You can see a trend that I use for my kids. When one of them falls in love with a recipe, they get the recipe named after them. When I made this pasta sauce, my son Hunter was crazy about it. I had to make a huge batch of it and freeze it to have it on hand.
The simplicity of this recipe makes it one of my go-to, especially when you crave some Italian-style comfort foods. I love the flavor the fresh basil gives in the sauce and its mildness without adding sugar that some recipes use to cut back on the acidity.
I start by adding the onion and cooking them on low and slowly until soft and caramelized. I then add the garlic and cook that until nice and brown.
Some recipes use crushed tomatoes. However, I love the flavor and the depth of the whole San Marzano tomatoes. So I buy the tomatoes whole and use a potato masher to mash them up. (You can also crush them with your hands if you don’t have a masher).
Do you like the flavor of basil? If you do, you’re in luck because this sauce tastes fantastic with fresh basil! Once the sauce has finished simmering, use an immersion blender to blend it into a smooth sauce. You can blend in small batches if you don’t have an immersion blender. I advise blending until just smooth but still thick because over-blending will make the sauce a bit runny.
PrintHunter’s Pasta Sauce
- Total Time: 1 hour 5 minutes
Description
Do you have a picky eater in your family? Are they always the one who complains about what’s for dinner? Well, I have the perfect solution for you! This pasta sauce recipe is so good; even the pickiest eaters will love it. It’s full of flavor and nutrients, so they’ll be getting something good for them too. Trust me. This sauce is a winner!
Ingredients
1 tablespoon olive oil
1 medium sweet onion, diced
6 cloves of garlic, minced
(2) 28 oz. can of San Marzano tomatoes
(1) 6 oz. can tomato paste
5–6 basil leaves, chopped
1 teaspoon agave nectar
Instructions
Heat olive oil in a dutch oven over medium heat. Add onion and sauté until soft. Add garlic and cook until almost brown. Add all the tomatoes and use a masher to mash up the San Marzano tomatoes. Add basil and the agave nectar, and stir to incorporate. Reduce the heat to simmer for 30 minutes to 1 hour.

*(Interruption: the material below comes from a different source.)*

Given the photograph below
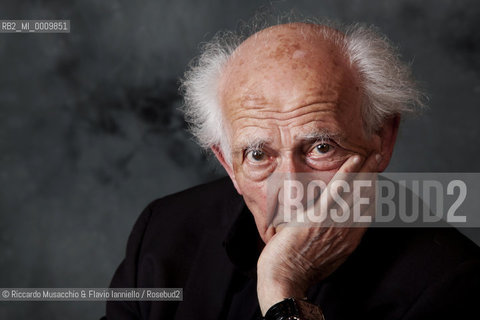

If you like a chunky sauce, leave it as is. For a smoother sauce, use a hand held blender or add batches to a blender or food processor and pulse until smooth.
Add Himalayan salt or sea salt and pepper to taste.
Notes
To freeze, add to a ziplock freezer bag, and squeeze out as much air as possible. Freeze flat.
To make this recipe candida friendly, omit the agave nectar.